Entre les Maisons qui intensifient leur présence en Chine et celles qui se dépêchent d’y jeter l’ancre, il ne se passe plus guère de mois, voire de semaines, sans que l’une ou l’autre d’entre elles annonce en grande pompe une nouvelle ouverture de boutique. Question de tirer parti du miracle économique.

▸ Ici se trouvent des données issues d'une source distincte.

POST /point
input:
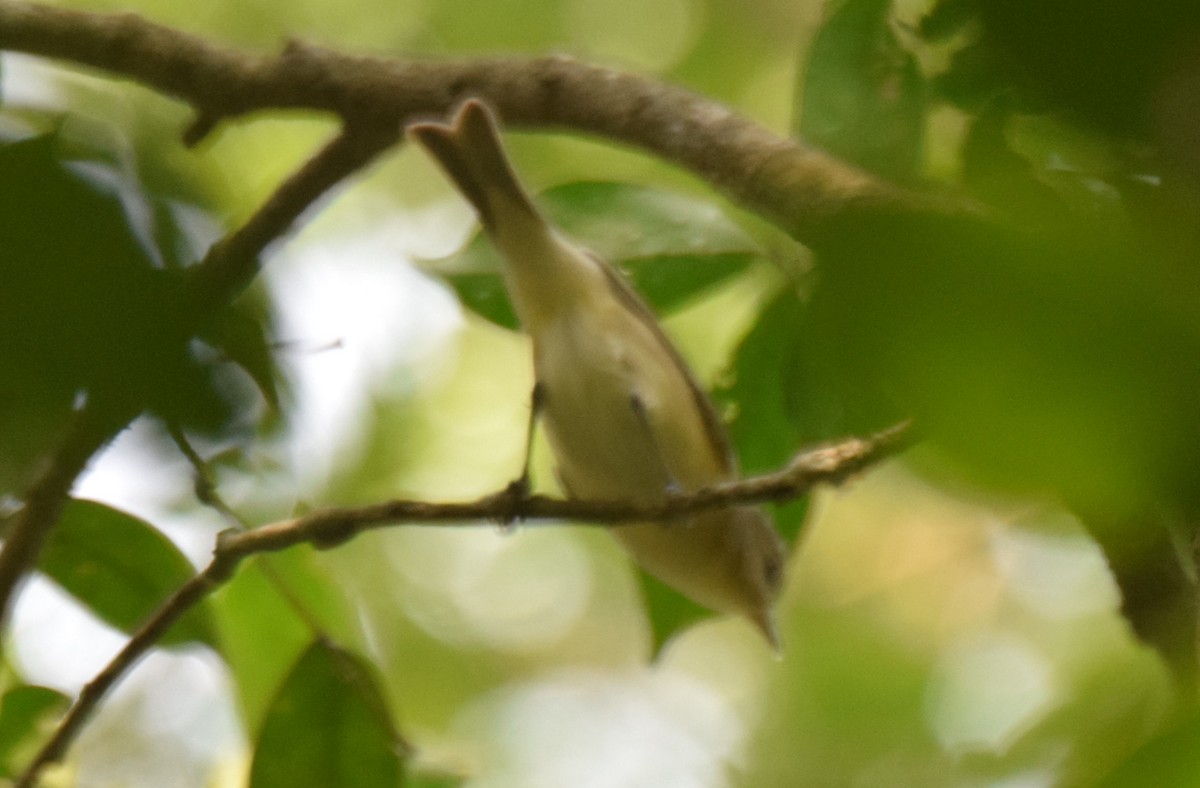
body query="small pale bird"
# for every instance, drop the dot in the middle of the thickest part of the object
(624, 415)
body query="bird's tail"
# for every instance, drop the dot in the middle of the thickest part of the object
(471, 151)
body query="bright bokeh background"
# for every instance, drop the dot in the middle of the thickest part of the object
(935, 636)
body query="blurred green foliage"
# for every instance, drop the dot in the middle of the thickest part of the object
(1048, 346)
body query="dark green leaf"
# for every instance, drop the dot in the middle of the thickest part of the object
(328, 726)
(863, 96)
(241, 336)
(88, 304)
(27, 716)
(672, 246)
(121, 569)
(779, 401)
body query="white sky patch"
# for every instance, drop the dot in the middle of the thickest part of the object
(360, 293)
(647, 728)
(987, 691)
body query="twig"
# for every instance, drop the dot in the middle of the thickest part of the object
(832, 464)
(90, 429)
(798, 187)
(208, 493)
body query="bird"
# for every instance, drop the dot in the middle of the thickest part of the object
(624, 415)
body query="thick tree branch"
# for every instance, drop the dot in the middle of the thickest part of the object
(802, 190)
(325, 528)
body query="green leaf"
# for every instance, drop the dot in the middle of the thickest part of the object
(121, 569)
(669, 611)
(862, 94)
(672, 246)
(240, 334)
(328, 726)
(27, 716)
(1170, 761)
(250, 611)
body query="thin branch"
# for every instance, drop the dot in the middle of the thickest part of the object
(187, 596)
(209, 494)
(829, 465)
(228, 268)
(329, 527)
(90, 429)
(804, 191)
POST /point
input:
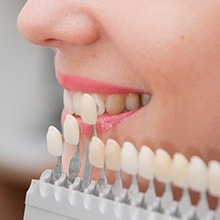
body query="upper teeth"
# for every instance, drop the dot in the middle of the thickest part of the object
(112, 103)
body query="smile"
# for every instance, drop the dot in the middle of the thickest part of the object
(109, 104)
(114, 103)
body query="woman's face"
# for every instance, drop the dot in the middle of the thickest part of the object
(168, 49)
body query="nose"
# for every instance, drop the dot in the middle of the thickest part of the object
(54, 23)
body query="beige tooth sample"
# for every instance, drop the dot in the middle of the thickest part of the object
(146, 165)
(71, 130)
(198, 175)
(77, 98)
(180, 171)
(115, 104)
(163, 166)
(132, 101)
(67, 102)
(54, 142)
(88, 110)
(113, 155)
(97, 152)
(100, 104)
(129, 158)
(145, 99)
(214, 178)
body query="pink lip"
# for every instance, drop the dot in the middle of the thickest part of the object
(104, 122)
(82, 84)
(78, 83)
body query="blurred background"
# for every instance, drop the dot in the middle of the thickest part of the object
(30, 100)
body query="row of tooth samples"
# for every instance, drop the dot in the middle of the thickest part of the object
(194, 175)
(112, 104)
(180, 172)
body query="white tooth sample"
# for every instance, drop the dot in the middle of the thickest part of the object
(146, 163)
(97, 152)
(198, 175)
(88, 110)
(67, 102)
(71, 130)
(214, 178)
(100, 104)
(145, 99)
(54, 142)
(163, 166)
(113, 155)
(77, 98)
(129, 158)
(132, 101)
(180, 171)
(115, 104)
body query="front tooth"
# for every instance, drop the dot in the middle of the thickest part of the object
(67, 102)
(146, 166)
(97, 152)
(54, 142)
(77, 98)
(71, 130)
(129, 158)
(115, 104)
(132, 101)
(180, 171)
(163, 166)
(100, 104)
(198, 174)
(214, 178)
(113, 155)
(145, 99)
(88, 110)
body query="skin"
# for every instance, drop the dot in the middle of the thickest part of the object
(168, 48)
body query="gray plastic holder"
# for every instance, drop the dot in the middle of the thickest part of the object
(58, 201)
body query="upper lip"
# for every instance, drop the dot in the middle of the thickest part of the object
(84, 84)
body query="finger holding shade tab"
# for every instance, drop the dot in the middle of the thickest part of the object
(89, 116)
(55, 148)
(71, 134)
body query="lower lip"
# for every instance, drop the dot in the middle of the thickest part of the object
(104, 123)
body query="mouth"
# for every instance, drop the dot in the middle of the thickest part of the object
(114, 105)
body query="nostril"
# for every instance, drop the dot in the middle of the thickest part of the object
(55, 27)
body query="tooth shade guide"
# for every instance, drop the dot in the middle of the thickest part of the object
(146, 163)
(198, 175)
(71, 130)
(88, 110)
(113, 155)
(68, 102)
(129, 158)
(97, 152)
(54, 142)
(180, 171)
(163, 166)
(77, 99)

Depuis quelques années, pas une seule compagnie du luxe ne fait l’impasse sur le développement de son réseau de boutiques détenues en propre. Question d’image, certes, mais aussi de profitabilité. Car si l’investissement initial se révèle conséquent, amorti sur plusieurs années, les rendements y sont nettement plus confortables. Or cette logique est soumise aujourd’hui à un seul diktat : la Chine. Il ne se passe en effet guère de semaines sans qu’une Maison horlogère annonce l’ouverture d’un nouveau point de vente à l’enseigne de la marque dans l’une ou l’autre mégalopole chinoise.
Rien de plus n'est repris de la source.